Responding to concerns surrounding the mismatch in operating profit margins between the companies (Infosys has a operating profit margin of 21.4% against Axons 15%), he said the lower margin offsetting process will be worked out after the completion of the deal by November-end. He said Infosys will leverage 65% of the SAP business of the European company, adding that Infosys wishes to reset the ratio of market presence in the US, Europe and Asia from the current 60%, 30% and 10% to 40%, 40% and 20% respectively.
Speaking about growth prospects in domestic and overseas markets, S D Shibulal, director, Infosys said that the company is expected to sustain the current rate of 19% to 21% year-on-year growth. Detailing the expansion of portfolios, with the paring down of application development services from 80% to 46% since the last financial year, Shibulal said Infosys intends expand to new portfolios like financial services, ERP and consultancy, mining and RIM (remote infrastructure management) services in new markets like Australia, Canada and Latin America.
Meanwhile, unveiling its plan to build a 35,000 seater facility in Mahindra City SEZ near Chennai, T V Mohandas Pai, director-human resources, Infosys said the incremental growth and expansion of the company will be in SEZ blocks rather than in STPs (software technology parks). He cited Infosys upcoming facilities in SEZs at Pune, Hyderabad, Chandigarh, Bhubaneshwar and Jaipur to drive home the point.

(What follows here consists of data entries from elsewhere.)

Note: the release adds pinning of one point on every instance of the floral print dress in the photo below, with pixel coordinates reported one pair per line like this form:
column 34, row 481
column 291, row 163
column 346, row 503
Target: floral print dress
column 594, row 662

Speaking about investments in Mahindra City SEZ, he said Rs 450 crore out of a planned expenditure of Rs 1,250 crore has already been allocated, with the first phase of a 11,000 seater facility nearing completion. He added that Infosys plans to build six buildings which will be equipped with thousand room hostels for employees, gyms, bowling alleys, malls, table tennis courts, mobile shops and book shops.